Re: [PATCH] KVM/VMX: Invoke NMI non-IST entry instead of IST entry

From: Lai Jiangshan
Date: Wed May 05 2021 - 11:44:58 EST




On 2021/5/5 08:00, Thomas Gleixner wrote:
On Tue, May 04 2021 at 23:56, Paolo Bonzini wrote:
On 04/05/21 23:51, Sean Christopherson wrote:
On Tue, May 04, 2021, Paolo Bonzini wrote:
On 04/05/21 23:23, Andy Lutomirski wrote:
On May 4, 2021, at 2:21 PM, Sean Christopherson <seanjc@xxxxxxxxxx> wrote:
FWIW, NMIs are masked if the VM-Exit was due to an NMI.

Huh, indeed: "An NMI causes subsequent NMIs to be blocked, but only after
the VM exit completes".

Then this whole change is busted, since nothing will unmask NMIs. Revert it?
Looks like the easiest way out indeed.

I've no objection to reverting to intn, but what does reverting versus handling
NMI on the kernel stack have to do with NMIs being blocked on VM-Exit due to NMI?
I'm struggling mightily to connect the dots.

Nah, you're right: vmx_do_interrupt_nmi_irqoff will not call the handler
directly, rather it calls the IDT entrypoint which *will* do an IRET and
unmask NMIs. I trusted Andy too much on this one. :)

Thomas's posted patch ("[PATCH] KVM/VMX: Invoke NMI non-IST entry
instead of IST entry") looks good.

Well, looks good is one thing.

It would be more helpful if someone would actually review and/or test it.

Thanks,

tglx


I tested it with the following testing-patch applied, it shows that the
problem is fixed.

The only one line of code in vmenter.S in the testing-patch just emulates
the situation that a "uninitialized" garbage in the kernel stack happens
to be 1 and it happens to be at the same location of the RSP-located
"NMI executing" variable.


First round:
# apply the testing-patch
# perf record events of a vm which does kbuild inside
# dmesg shows that there are the same number of "kvm nmi" and "kvm nmi miss"
It shows that the problem exists with regard to the invocation of the NMI
handler.

Second Round:
# apply the fix from tglx
# apply the testing-patch
# perf record events of a vm which does kbuild inside
# dmesg shows that there are some "kvm nmi" but no "kvm nmi miss".
It shows that the problem is fixed.


diff --git a/arch/x86/kvm/vmx/vmenter.S b/arch/x86/kvm/vmx/vmenter.S
index 3a6461694fc2..32096049c2a2 100644
--- a/arch/x86/kvm/vmx/vmenter.S
+++ b/arch/x86/kvm/vmx/vmenter.S
@@ -316,6 +316,7 @@ SYM_FUNC_START(vmx_do_interrupt_nmi_irqoff)
#endif
pushf
push $__KERNEL_CS
+ movq $1, -24(%rsp) // "NMI executing": 1 = nested, non-1 = not-nested
CALL_NOSPEC _ASM_ARG1

/*
diff --git a/arch/x86/kvm/vmx/vmx.c b/arch/x86/kvm/vmx/vmx.c
index 8586eca349a9..eefd22d22fce 100644
--- a/arch/x86/kvm/vmx/vmx.c
+++ b/arch/x86/kvm/vmx/vmx.c
@@ -6439,8 +6439,17 @@ static void vmx_handle_exit_irqoff(struct kvm_vcpu *vcpu)

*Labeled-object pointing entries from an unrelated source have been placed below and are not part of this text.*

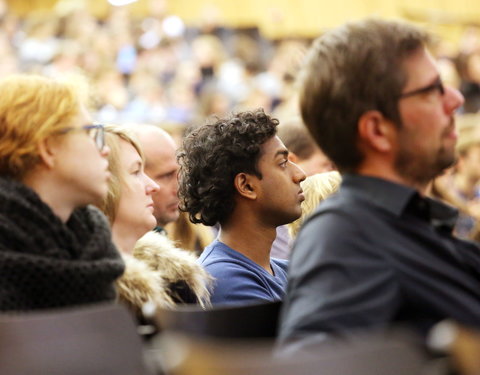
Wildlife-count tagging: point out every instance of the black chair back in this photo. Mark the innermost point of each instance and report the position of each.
(256, 320)
(95, 340)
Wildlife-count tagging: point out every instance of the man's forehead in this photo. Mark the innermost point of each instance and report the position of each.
(420, 69)
(273, 147)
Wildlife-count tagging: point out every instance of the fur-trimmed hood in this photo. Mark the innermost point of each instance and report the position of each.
(154, 271)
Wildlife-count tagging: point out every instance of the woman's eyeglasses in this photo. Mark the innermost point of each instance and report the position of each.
(95, 131)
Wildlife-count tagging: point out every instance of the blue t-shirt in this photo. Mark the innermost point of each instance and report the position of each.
(238, 279)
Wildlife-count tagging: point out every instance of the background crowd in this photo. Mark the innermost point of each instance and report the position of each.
(155, 69)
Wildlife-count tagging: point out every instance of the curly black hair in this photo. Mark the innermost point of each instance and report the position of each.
(210, 158)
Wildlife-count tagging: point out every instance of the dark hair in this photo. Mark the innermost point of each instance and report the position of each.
(210, 158)
(295, 136)
(353, 69)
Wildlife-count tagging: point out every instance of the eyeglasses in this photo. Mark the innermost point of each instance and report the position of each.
(437, 85)
(95, 131)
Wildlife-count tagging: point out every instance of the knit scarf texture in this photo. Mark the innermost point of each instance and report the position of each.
(45, 263)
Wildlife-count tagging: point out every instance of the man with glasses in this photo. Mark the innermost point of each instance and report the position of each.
(380, 252)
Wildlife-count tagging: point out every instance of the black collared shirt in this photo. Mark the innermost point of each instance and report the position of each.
(378, 253)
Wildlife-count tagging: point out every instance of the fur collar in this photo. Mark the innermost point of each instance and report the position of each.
(155, 265)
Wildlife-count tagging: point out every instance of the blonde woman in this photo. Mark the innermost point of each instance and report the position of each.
(55, 249)
(156, 271)
(316, 188)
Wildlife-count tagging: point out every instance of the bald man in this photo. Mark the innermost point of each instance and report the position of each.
(161, 166)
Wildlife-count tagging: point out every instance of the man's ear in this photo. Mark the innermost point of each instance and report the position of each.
(375, 131)
(47, 152)
(293, 157)
(245, 185)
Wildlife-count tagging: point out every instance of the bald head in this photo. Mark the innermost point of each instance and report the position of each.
(161, 166)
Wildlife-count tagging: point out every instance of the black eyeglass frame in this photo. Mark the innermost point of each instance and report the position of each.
(98, 136)
(437, 85)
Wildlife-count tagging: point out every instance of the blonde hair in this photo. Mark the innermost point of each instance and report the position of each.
(32, 109)
(189, 236)
(316, 188)
(113, 135)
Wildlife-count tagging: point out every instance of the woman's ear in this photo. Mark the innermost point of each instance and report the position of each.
(47, 151)
(245, 185)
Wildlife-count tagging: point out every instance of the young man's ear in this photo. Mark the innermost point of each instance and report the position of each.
(47, 152)
(376, 131)
(245, 185)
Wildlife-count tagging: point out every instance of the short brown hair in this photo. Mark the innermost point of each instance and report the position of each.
(349, 71)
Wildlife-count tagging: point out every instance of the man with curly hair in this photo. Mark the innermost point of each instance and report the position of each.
(236, 172)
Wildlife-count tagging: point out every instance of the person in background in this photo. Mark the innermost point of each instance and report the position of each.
(156, 271)
(460, 185)
(161, 166)
(55, 248)
(304, 152)
(316, 189)
(236, 172)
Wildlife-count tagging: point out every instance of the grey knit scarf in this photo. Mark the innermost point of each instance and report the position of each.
(45, 263)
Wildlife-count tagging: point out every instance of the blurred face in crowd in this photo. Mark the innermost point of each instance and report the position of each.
(162, 167)
(318, 162)
(135, 207)
(469, 163)
(427, 136)
(79, 164)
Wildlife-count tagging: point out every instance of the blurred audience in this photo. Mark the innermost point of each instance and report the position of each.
(316, 188)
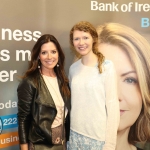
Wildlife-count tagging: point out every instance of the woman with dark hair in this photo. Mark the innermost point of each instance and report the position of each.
(94, 103)
(44, 98)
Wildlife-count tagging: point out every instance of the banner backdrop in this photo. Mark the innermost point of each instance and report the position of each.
(22, 22)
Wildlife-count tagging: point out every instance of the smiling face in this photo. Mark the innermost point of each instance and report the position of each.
(48, 57)
(130, 99)
(83, 42)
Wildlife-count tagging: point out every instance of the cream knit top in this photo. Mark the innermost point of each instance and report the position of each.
(53, 88)
(94, 102)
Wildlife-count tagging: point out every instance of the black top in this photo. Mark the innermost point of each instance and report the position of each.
(139, 148)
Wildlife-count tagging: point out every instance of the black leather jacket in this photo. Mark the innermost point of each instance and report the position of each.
(36, 112)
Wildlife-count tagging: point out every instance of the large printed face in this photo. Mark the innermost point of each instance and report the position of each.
(48, 56)
(130, 99)
(82, 42)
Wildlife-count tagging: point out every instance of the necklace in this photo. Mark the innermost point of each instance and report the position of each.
(52, 85)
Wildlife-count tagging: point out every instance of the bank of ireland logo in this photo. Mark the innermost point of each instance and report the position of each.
(1, 126)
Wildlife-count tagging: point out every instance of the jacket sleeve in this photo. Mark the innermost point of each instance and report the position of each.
(112, 107)
(26, 94)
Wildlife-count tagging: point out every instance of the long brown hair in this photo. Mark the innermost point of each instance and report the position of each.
(138, 50)
(89, 28)
(33, 70)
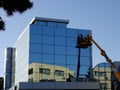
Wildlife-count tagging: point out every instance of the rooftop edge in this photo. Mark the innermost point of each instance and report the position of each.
(49, 19)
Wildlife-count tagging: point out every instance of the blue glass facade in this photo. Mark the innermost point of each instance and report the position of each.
(50, 41)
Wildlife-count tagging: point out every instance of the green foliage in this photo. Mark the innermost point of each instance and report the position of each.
(12, 6)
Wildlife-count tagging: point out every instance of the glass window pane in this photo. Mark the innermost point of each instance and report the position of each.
(72, 51)
(40, 23)
(72, 33)
(60, 50)
(60, 59)
(60, 31)
(36, 48)
(60, 40)
(61, 24)
(35, 57)
(35, 29)
(51, 24)
(49, 49)
(35, 38)
(48, 30)
(71, 42)
(48, 39)
(84, 60)
(49, 59)
(72, 60)
(84, 70)
(85, 52)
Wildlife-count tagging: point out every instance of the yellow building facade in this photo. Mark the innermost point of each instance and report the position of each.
(39, 72)
(102, 72)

if (vmx->exit_reason.basic == EXIT_REASON_EXTERNAL_INTERRUPT)
handle_external_interrupt_irqoff(vcpu);
- else if (vmx->exit_reason.basic == EXIT_REASON_EXCEPTION_NMI)
+ else if (vmx->exit_reason.basic == EXIT_REASON_EXCEPTION_NMI) {
+ unsigned long count = this_cpu_read(irq_stat.__nmi_count);
+
handle_exception_nmi_irqoff(vmx);
+
+ if (is_nmi(vmx_get_intr_info(&vmx->vcpu))) {
+ pr_info("kvm nmi\n");
+ if (count == this_cpu_read(irq_stat.__nmi_count))
+ pr_info("kvm nmi miss\n");
+ }
+ }
}

/*